2010年代を通じて歴史的な活躍を見せたトラウトだが、その実力に見合った人気を得られているとは言い難い。(C)Getty Images

2010年代を通じて歴史的な活躍を見せたトラウトだが、その実力に見合った人気を得られているとは言い難い。(C)Getty Images

 振り返ってみれば、2010年代もやはり「激動の10年」だった。ファンを歓喜させた快挙、球界を震撼させた事件、レジェンドの引退……10年間を彩った10...
 振り返ってみれば、2010年代もやはり「激動の10年」だった。ファンを歓喜させた快挙、球界を震撼させた事件、レジェンドの引退……10年間を彩った10大ニュースをカウントダウン形式で紹介していこう。

4位:アストロズが創設以来初の世界一
 高給取りの選手を次々に放出して年俸総額を下げ、半ば意図的に低迷して翌年のドラフト上位指名権を得る。「タンキング」と呼ばれるこの手法は、アメリカのプロスポーツではおなじみの再建術だ。

 17年、球団創設56年目にして初のワールドシリーズ制覇を果たしたアストロズは、MLBでタンキングを用いて成功した球団の代表例だろう。11~13年に3年続けて106敗以上と大々的に負けまくった代わり、12~14年は史上初めて3年連続でドラフト全体1位指名権を獲得。12年1位のカルロス・コレアは正遊撃手として世界一の重要なピースになった。

 ただし、成功の理由をすべてタンキングで説明するのは安易に過ぎる。アストロズは、他のどのチームよりも時代の先を行っていた。ドラフト指名やマイナーでの育成、他球団からの人材発掘など、あらゆる面でデータを有効活用して戦力強化につなげた。

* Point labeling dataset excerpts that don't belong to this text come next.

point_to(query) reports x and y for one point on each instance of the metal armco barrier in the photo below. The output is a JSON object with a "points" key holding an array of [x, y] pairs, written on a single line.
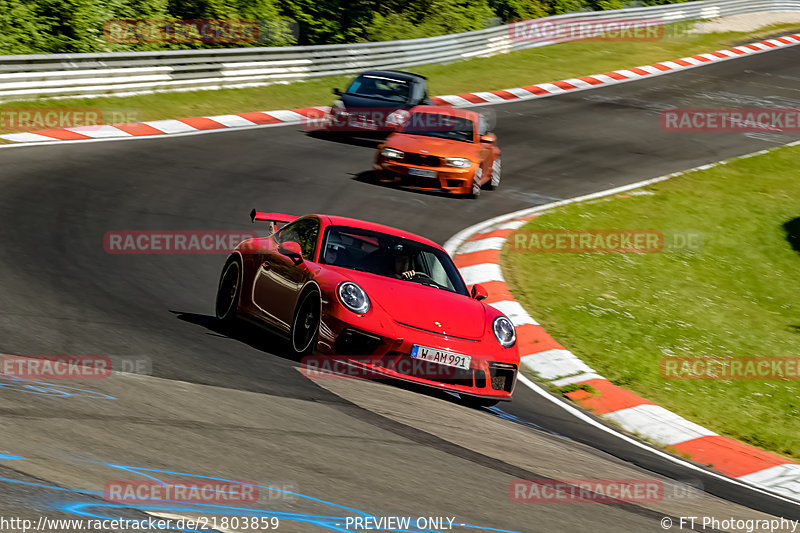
{"points": [[27, 77]]}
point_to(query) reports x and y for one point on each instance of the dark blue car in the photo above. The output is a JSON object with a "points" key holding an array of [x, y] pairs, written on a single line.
{"points": [[374, 102]]}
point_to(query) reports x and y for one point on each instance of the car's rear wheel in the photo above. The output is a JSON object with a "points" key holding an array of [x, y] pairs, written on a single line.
{"points": [[228, 291], [494, 183], [476, 183], [477, 403], [305, 325]]}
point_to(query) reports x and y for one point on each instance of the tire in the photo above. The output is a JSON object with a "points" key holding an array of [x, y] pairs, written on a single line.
{"points": [[228, 290], [476, 183], [493, 183], [477, 403], [305, 325]]}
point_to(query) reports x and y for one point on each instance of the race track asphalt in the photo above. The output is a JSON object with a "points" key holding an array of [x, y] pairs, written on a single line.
{"points": [[233, 404]]}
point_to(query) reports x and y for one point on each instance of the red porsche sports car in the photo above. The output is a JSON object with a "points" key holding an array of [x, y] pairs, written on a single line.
{"points": [[387, 300]]}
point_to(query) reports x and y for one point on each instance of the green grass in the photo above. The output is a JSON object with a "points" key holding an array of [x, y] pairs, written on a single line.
{"points": [[524, 67], [735, 296]]}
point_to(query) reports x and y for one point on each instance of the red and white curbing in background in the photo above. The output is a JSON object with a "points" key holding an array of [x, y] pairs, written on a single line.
{"points": [[476, 251], [285, 117]]}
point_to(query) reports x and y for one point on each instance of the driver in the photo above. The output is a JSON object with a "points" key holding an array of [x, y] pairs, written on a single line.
{"points": [[402, 267]]}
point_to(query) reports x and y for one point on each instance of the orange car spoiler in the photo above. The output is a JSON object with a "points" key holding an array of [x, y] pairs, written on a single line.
{"points": [[272, 219]]}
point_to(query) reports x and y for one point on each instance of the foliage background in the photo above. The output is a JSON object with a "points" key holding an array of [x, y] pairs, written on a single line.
{"points": [[70, 26]]}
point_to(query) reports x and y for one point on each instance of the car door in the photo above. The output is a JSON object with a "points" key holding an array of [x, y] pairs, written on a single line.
{"points": [[279, 278], [484, 149]]}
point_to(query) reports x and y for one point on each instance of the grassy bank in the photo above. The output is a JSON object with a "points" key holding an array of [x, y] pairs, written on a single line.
{"points": [[736, 295], [525, 67]]}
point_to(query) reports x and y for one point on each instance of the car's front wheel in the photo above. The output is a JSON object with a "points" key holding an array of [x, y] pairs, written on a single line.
{"points": [[494, 183], [306, 323], [228, 290], [476, 183]]}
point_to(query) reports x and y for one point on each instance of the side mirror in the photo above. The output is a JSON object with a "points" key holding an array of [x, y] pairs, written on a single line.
{"points": [[291, 250], [479, 292]]}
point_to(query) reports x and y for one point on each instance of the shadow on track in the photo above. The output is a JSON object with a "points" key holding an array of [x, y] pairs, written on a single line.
{"points": [[369, 177], [345, 139]]}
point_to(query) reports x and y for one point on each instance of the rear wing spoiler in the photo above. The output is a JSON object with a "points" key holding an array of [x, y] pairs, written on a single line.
{"points": [[273, 219]]}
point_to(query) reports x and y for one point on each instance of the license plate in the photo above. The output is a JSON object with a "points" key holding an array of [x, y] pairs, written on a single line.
{"points": [[442, 357], [422, 172]]}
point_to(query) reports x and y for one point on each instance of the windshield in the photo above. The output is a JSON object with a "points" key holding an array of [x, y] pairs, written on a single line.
{"points": [[441, 125], [390, 256], [380, 87]]}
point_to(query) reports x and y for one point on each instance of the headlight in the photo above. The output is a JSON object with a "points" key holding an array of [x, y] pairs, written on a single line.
{"points": [[338, 109], [458, 162], [504, 331], [398, 118], [353, 297], [392, 153]]}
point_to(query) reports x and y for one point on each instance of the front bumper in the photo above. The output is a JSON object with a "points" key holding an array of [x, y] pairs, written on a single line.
{"points": [[448, 179], [492, 373]]}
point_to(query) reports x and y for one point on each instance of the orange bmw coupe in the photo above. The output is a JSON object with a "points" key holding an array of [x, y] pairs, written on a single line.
{"points": [[440, 149]]}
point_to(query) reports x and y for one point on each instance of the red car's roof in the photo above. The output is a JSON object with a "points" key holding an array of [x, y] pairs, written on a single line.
{"points": [[362, 224]]}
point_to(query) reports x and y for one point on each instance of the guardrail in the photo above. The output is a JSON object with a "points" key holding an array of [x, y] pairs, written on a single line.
{"points": [[26, 77]]}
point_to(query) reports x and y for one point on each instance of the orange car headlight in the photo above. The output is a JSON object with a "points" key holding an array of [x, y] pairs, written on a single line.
{"points": [[457, 162]]}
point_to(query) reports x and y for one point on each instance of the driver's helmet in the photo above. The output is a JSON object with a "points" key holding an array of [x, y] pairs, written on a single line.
{"points": [[333, 246]]}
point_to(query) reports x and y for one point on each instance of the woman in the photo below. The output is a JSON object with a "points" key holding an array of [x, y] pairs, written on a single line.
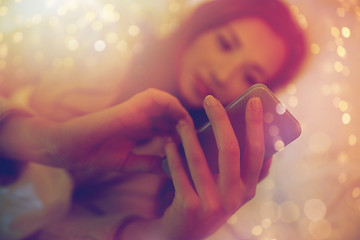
{"points": [[220, 55]]}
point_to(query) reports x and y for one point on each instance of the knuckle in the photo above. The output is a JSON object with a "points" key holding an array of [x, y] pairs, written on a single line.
{"points": [[250, 194], [231, 150], [212, 207], [258, 146], [191, 205]]}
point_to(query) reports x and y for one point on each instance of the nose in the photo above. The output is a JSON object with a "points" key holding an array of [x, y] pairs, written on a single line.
{"points": [[223, 72]]}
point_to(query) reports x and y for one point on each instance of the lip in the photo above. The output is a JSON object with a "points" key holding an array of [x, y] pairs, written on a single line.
{"points": [[200, 87]]}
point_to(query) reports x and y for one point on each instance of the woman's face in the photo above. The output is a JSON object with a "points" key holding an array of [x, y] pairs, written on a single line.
{"points": [[227, 60]]}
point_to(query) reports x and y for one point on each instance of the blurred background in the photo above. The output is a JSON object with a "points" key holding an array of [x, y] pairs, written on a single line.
{"points": [[313, 191]]}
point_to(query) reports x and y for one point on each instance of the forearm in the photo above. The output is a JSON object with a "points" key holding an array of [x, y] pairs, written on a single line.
{"points": [[140, 229], [24, 138]]}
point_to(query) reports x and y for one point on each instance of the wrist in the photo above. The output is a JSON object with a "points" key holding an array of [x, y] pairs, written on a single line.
{"points": [[135, 228], [22, 138]]}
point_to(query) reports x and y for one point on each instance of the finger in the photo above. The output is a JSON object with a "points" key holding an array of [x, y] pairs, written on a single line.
{"points": [[134, 118], [178, 173], [142, 163], [227, 144], [265, 169], [199, 169], [252, 161]]}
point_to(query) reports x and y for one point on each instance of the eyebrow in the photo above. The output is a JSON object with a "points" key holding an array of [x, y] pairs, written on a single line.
{"points": [[258, 69]]}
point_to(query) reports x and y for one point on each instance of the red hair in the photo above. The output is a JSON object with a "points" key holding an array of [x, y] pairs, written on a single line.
{"points": [[274, 12], [160, 59]]}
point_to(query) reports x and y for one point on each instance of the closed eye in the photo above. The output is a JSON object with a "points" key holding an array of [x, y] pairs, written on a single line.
{"points": [[224, 43]]}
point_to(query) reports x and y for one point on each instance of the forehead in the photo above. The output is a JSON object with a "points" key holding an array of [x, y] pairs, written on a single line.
{"points": [[259, 42]]}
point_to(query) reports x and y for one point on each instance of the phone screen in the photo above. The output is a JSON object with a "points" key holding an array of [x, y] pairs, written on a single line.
{"points": [[280, 126]]}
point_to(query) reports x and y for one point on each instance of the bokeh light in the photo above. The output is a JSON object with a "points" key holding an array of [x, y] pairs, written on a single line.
{"points": [[313, 190]]}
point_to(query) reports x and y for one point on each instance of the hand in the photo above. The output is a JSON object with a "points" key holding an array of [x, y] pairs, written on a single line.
{"points": [[204, 201], [102, 140]]}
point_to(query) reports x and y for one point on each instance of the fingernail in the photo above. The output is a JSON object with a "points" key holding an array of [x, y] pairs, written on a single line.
{"points": [[210, 100], [256, 104]]}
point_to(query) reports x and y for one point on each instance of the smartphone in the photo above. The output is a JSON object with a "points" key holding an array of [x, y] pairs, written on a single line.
{"points": [[280, 126]]}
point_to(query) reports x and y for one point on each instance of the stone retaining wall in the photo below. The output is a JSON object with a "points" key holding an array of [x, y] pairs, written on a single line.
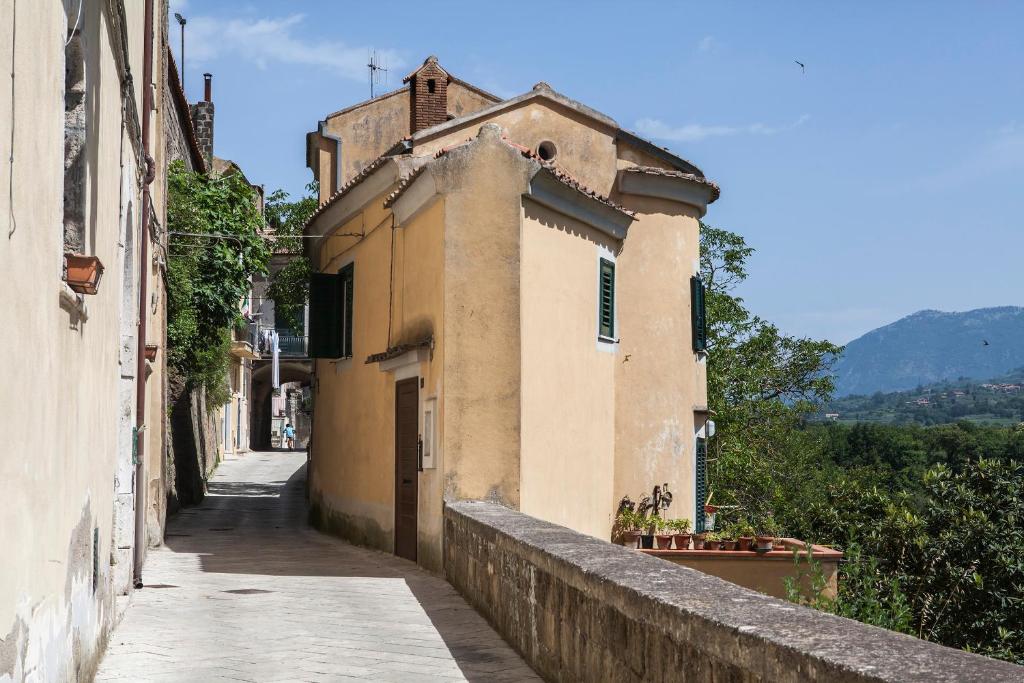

 ジェフ・ルーノーGMは良くも悪くも常識や良識に囚われず、眉をしかめるような方法と正攻法を組み合わせて常勝チームを作り上げた。しかし、19年シーズン後に発覚した、電子機器を利用したサイン盗みを擁護するのはさすがに難しい。MLBから1年の出場停止処分を受けたルーノーGMは、AJ・ヒンチ監督とともにオーナーによって職を解かれた。

 いい意味でも悪い意味でも10年代を象徴するチームだったアストロズを、後世の歴史家はどう評価するだろうか。
 
3位:マイク・トラウトが歴史的な活躍
 今となっては、09年のドラフトでマイク・トラウトより先に24人の選手が指名されたのは信じ難い。うち6人はメジャー昇格さえ果たせず、通算bWARが10.5――トラウトがルーキーだった12年に記録した数字――を超える者も4人しかいない。

 その12年、トラウトは打率.326、30本塁打、49盗塁を記録して新人王に選ばれ、MVP投票では2位に入った。この時、45年ぶりの三冠王に輝いてMVPを受賞したミゲル・カブレラ(タイガース)のbWARは7.1でトラウト(10.5)よりずっと下だった。そのため、旧来型の数字に重きを置くオールドスクール派と、セイバーメトリクスを重視する革新派の間で、どちらがMVPにふさわしいかをめぐる論争も起きた。その意味でも、トラウトは新しい時代を象徴する選手だった。

 彼はその後も活躍を続けた。打撃三冠部門のタイトルは14年の打点王だけでも、16年から4年連続で出塁率リーグ1位、長打率も15年からの5年間で3回1位。12年に逃したMVPも、14・16・19年の3度受賞している。

 現在まだ28歳で、バリー・ボンズの持つMVP7度の記録更新も不可能ではない。玉にキズなのは「トラウトと言えばこの場面」とすぐに思い浮かぶ名シーンがないこと。所属するエンジェルスがこのディケイドで1回しかプレーオフに進出できなかったのも大きい。

 トラウトほどの実力を持つ選手が、かつてのデレク・ジーターやケン・グリフィーJr.のような規模の人気を得られていない現状が何ともやるせない。